Thursday, April 19, 2007

Three Wonderful Mirrors, Mount Wilson Observatory

1916

Used In Place of a Telescope In Mount Wilson Observatory.

From Los Angeles by trolley car and burro back up through the pine forests one reaches the Wilson observatory. No dome or gigantic telescope greets the visitor when he gains the summit. A huge Noah's ark of canvas destroys all preconceived ideas of what an observatory should look like, and within three wonderful mirrors take the place of the great tubular telescope of other observatories.

The observatory building is constructed of canvas, the sides being set in the form of tiers of steeply overlapping eaves. This arrangement is calculated to allow for perfect ventilation and is re-enforced by a vertical wall of canvas, which can be raised or lowered at will to obtain an even temperature.

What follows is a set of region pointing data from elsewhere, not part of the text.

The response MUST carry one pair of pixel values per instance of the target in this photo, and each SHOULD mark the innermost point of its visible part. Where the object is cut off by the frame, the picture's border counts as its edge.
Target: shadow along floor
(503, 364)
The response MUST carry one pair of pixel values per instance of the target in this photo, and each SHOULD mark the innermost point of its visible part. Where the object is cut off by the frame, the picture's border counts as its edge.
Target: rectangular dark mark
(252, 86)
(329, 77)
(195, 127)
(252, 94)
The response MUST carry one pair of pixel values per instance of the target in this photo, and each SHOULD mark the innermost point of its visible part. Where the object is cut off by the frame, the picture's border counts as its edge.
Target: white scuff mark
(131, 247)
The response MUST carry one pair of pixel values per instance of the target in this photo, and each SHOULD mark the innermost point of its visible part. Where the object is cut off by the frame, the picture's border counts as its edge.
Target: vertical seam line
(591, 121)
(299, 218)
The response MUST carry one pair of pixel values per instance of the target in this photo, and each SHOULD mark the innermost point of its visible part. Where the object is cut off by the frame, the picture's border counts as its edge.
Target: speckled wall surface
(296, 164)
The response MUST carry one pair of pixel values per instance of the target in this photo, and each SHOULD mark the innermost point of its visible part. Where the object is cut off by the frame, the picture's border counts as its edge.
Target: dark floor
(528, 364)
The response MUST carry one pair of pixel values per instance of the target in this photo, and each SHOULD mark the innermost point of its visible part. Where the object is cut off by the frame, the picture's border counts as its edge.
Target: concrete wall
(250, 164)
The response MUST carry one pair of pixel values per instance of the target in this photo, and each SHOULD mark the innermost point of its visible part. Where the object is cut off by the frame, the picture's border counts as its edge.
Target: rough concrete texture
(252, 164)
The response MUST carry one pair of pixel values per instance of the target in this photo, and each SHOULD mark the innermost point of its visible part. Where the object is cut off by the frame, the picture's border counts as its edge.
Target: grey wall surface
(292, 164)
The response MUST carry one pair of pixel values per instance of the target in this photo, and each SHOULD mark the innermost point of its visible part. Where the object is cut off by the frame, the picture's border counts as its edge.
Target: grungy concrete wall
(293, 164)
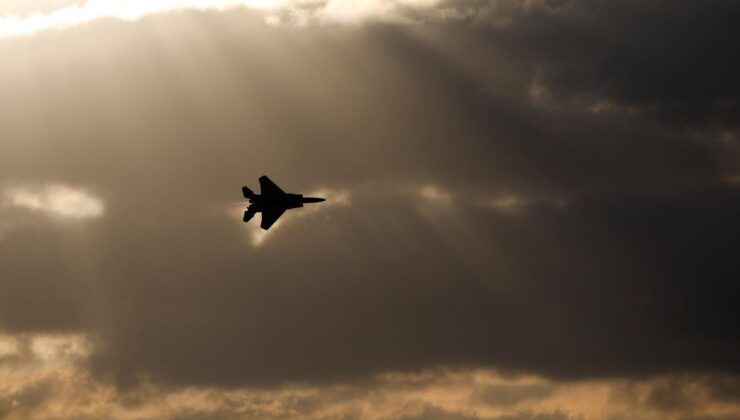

The peculiar arrangement of mirrors that replaces the familiar telescope is the center around which all interest in the observatory revolves. These mirrors are constructed at the Yerkes observatory and are the finest products of the optician's manufacturing skill. The enlarging mirror, which is supported by a pier of stone at the farther end of the building, is of concave glass four inches thick, and the scientists tell us it is of twenty-four inch aperture by sixty foot focus.

The glass is polished ever so often with jewelers' rouge upon pads of chamois skin and is burnished every week or ten days, in order to remove all possible dust. In addition a galvanized cover is kept over it when it is not in use. — Christian Herald.

—Stevens Point Daily Journal, Stevens Point, Wisconsin, July 29, 1916, page 3.